Let’s try dropping that data altogether:

res = NULL
for (i in 1:raw$results$total_pages){
  url = paste(url,"&page=", i, sep = "")
  raw = fromJSON(url)
  a = raw$results$companies$company[,1:14]
  res=rbind(res,a) 
}

That executes just fine!

nrow(res)
## [1] 38
ncol(res)
## [1] 14
library(knitr)
kable(res[1:5,])
name company_number jurisdiction_code incorporation_date dissolution_date company_type registry_url branch_status inactive current_status created_at updated_at retrieved_at opencorporates_url
160 TOMPKINS AVE. CORP. 682745 us_ny 1981-03-03 1991-06-26 DOMESTIC BUSINESS CORPORATION https://appext20.dos.ny.gov/corp_public/CORPSEARCH.ENTITY_INFORMATION?p_nameid=0&p_corpid=682745&p_entity_name=%25&p_name_type=%25&p_search_type=BEGINS&p_srch_results_page=0 NA TRUE Inactive Dissolution By Proclamation / Annulment Of Authority 2013-08-31T21:31:03+00:00 2016-07-07T12:33:14+00:00 2016-07-06T00:27:46+00:00 https://opencorporates.com/companies/us_ny/682745
181 TOMPKINS AVE LIMITED PARTNERSHIP 2972418 us_ny 2003-11-03 NA DOMESTIC LIMITED PARTNERSHIP https://appext20.dos.ny.gov/corp_public/CORPSEARCH.ENTITY_INFORMATION?p_nameid=0&p_corpid=2972418&p_entity_name=%25&p_name_type=%25&p_search_type=BEGINS&p_srch_results_page=0 NA FALSE Active 2013-08-13T23:36:35+00:00 2017-04-03T09:27:34+00:00 2017-03-02T00:18:54+00:00 https://opencorporates.com/companies/us_ny/2972418
204 E. TOMPKINS AVE, LLC 2115236 us_oh 2012-06-14 NA DOMESTIC LIMITED LIABILITY COMPANY http://www5.sos.state.oh.us/ords/f?p=100:7:0::NO:7:P7_CHARTER_NUM:2115236 NA FALSE Active 2012-06-21T22:29:30+00:00 2016-10-11T17:41:00+00:00 2016-09-30T08:04:45+00:00 https://opencorporates.com/companies/us_oh/2115236
245 TOMPKINS AVE LLC 3951053 us_ny 2010-05-18 NA DOMESTIC LIMITED LIABILITY COMPANY https://appext20.dos.ny.gov/corp_public/CORPSEARCH.ENTITY_INFORMATION?p_nameid=0&p_corpid=3951053&p_entity_name=%25&p_name_type=%25&p_search_type=BEGINS&p_srch_results_page=0 NA FALSE Active 2013-08-14T00:04:37+00:00 2017-04-08T23:58:41+00:00 2017-03-02T00:18:54+00:00 https://opencorporates.com/companies/us_ny/3951053
268 TOMPKINS AVE. REALTY CORP. 546566 us_ny 1979-12-06 2000-12-27 DOMESTIC BUSINESS CORPORATION https://appext20.dos.ny.gov/corp_public/CORPSEARCH.ENTITY_INFORMATION?p_nameid=0&p_corpid=546566&p_entity_name=%25&p_name_type=%25&p_search_type=BEGINS&p_srch_results_page=0 NA TRUE Inactive Dissolution By Proclamation / Annulment Of Authority 2013-08-31T19:27:46+00:00 2016-07-07T02:45:13+00:00 2016-07-05T22:38:38+00:00 https://opencorporates.com/companies/us_ny/546566

But what if the data in that column were important?
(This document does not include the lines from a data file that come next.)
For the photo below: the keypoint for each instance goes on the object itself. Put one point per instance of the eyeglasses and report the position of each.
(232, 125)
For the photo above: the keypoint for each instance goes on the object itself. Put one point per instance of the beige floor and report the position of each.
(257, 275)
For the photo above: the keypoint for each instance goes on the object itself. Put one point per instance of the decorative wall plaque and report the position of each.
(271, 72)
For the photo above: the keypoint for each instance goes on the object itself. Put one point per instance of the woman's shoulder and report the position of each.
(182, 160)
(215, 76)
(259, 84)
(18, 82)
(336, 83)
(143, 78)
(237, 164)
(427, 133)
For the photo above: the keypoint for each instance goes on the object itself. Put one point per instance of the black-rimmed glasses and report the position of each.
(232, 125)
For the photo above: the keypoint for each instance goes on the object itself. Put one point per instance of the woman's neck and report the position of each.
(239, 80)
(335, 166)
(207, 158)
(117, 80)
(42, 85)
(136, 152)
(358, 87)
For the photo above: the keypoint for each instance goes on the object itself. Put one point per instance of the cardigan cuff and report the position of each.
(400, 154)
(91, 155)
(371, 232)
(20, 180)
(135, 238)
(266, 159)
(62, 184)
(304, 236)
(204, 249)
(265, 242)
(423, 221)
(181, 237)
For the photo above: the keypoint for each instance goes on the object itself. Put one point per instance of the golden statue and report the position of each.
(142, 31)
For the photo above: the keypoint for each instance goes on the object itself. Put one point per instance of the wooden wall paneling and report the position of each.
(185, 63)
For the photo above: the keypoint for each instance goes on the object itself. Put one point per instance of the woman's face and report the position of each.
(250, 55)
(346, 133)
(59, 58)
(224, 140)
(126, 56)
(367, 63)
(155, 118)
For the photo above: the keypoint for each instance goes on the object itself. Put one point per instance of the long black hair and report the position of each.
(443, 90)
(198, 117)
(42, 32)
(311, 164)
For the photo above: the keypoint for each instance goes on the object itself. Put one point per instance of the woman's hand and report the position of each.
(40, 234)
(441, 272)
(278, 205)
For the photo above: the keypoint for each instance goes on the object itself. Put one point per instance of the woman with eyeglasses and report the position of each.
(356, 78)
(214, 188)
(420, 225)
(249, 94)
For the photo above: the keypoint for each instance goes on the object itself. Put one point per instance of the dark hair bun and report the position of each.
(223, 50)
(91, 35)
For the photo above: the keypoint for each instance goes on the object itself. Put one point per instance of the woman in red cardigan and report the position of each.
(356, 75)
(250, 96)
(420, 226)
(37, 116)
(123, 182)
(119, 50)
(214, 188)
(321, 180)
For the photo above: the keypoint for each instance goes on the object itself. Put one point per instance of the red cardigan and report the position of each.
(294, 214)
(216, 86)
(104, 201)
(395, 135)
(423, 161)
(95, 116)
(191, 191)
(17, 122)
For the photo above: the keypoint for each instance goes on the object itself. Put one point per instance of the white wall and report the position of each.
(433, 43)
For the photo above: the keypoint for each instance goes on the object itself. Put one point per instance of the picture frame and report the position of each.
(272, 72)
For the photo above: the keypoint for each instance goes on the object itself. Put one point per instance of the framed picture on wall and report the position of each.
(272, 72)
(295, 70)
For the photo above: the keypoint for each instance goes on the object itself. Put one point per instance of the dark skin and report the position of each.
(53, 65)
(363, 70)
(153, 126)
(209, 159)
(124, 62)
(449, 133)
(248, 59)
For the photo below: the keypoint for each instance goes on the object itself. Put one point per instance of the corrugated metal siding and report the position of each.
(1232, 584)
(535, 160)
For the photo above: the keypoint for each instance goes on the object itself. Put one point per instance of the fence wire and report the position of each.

There are ways in R to solve that (most simply, if not particularly helpfully, you could coerce the problematic columns into character). I’m not finding anything simple, so rather than spending half an hour experimenting (after my first few attempts managed to crash R twice — using dplyr::bind_rows() — and my whole computer once, somehow), I’ll just send you what I’ve got and hope you’ll find it helpful!